IndexTTS, a GPT-style text-to-speech (TTS) model based on XTTS and Tortoise, has been officially released by Bilibili (B站). This system boasts a unique ability to correct the pronunciation of Chinese characters and precisely control pauses at any point using punctuation marks. This innovative technology results in more natural and fluent text-to-speech, garnering significant attention.

QQ_1740637228105.png

Trained on tens of thousands of hours of data, IndexTTS achieves industry-leading performance, surpassing popular TTS systems like XTTS, CosyVoice2, Fish-Speech, and F5-TTS. Several system modules have been enhanced, particularly in speaker condition feature representation and audio quality optimization. By incorporating hybrid modeling, IndexTTS quickly corrects mispronounced characters, improving user experience.

QQ_1740637247097.png

The model utilizes a state-of-the-art conditional encoder and a BigVGAN2-based speech decoder, improving training stability and enhancing voice timbre similarity and audio quality. The team has submitted a related paper to arXiv and plans to release model parameters and code in the coming weeks. Furthermore, IndexTTS provides various test sets, including polysyllabic vocabulary and subjective and objective evaluation sets, for researchers to conduct in-depth analysis.

IndexTTS performed exceptionally well in multiple evaluations, particularly in word error rate (WER) and speaker similarity (SS), outperforming many peer models. For instance, in Mandarin Chinese tests, IndexTTS achieved a WER of only 1.3%, significantly lower than other models, demonstrating its robustness and accuracy. Meanwhile, its Mean Opinion Score (MOS) for audio quality reached 4.01, showcasing its excellent sound quality and timbre.

With continuous technological advancements and expanding application scenarios, the release of IndexTTS marks a significant step forward in text-to-speech technology.

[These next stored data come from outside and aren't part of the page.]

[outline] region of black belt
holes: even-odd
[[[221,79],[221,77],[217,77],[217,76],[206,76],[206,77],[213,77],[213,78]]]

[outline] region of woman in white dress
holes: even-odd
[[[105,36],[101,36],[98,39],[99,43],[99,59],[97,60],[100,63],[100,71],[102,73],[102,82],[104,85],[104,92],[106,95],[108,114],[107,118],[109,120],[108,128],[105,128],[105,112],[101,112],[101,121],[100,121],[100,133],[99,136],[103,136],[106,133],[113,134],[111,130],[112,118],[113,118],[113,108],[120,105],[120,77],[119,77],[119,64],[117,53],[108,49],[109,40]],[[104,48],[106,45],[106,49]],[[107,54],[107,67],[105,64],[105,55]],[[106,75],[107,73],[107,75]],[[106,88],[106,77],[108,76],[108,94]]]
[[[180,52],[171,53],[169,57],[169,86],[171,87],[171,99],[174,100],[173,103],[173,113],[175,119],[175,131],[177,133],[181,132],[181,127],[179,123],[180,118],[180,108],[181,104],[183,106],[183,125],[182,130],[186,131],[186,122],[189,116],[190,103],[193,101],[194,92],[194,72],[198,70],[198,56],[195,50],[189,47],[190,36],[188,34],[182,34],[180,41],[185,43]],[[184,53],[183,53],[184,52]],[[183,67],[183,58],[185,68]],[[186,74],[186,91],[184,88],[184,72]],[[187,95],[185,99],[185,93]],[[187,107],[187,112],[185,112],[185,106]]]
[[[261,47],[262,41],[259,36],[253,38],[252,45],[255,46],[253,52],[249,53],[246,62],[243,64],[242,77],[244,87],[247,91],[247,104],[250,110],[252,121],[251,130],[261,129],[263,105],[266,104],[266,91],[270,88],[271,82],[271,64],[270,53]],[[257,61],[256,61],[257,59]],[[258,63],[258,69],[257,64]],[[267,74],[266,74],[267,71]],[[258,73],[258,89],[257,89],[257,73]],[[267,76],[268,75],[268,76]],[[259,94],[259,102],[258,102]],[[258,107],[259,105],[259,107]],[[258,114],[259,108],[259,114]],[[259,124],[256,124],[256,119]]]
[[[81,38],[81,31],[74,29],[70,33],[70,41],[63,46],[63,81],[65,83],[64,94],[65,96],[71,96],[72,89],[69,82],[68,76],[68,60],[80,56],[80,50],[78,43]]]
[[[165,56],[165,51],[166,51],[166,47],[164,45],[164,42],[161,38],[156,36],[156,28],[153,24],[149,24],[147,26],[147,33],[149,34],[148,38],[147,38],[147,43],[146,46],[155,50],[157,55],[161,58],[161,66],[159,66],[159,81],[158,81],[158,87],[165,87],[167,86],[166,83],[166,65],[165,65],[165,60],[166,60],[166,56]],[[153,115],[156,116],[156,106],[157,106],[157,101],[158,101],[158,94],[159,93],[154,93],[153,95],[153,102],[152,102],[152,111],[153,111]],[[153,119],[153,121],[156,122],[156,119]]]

For more information about this system, users can contact the relevant team for detailed usage experience and technical support.

Project: https://github.com/index-tts/index-tts

Key Highlights:

🌟 IndexTTS is a GPT-style TTS model based on XTTS and Tortoise, capable of correcting character pronunciation and controlling pauses.

📊 Trained on tens of thousands of hours of data, the system surpasses many existing popular TTS systems, demonstrating industry-leading performance.

🔍 IndexTTS excels in multiple evaluations, with superior word error rate and audio quality compared to other models, showcasing its significant advantages.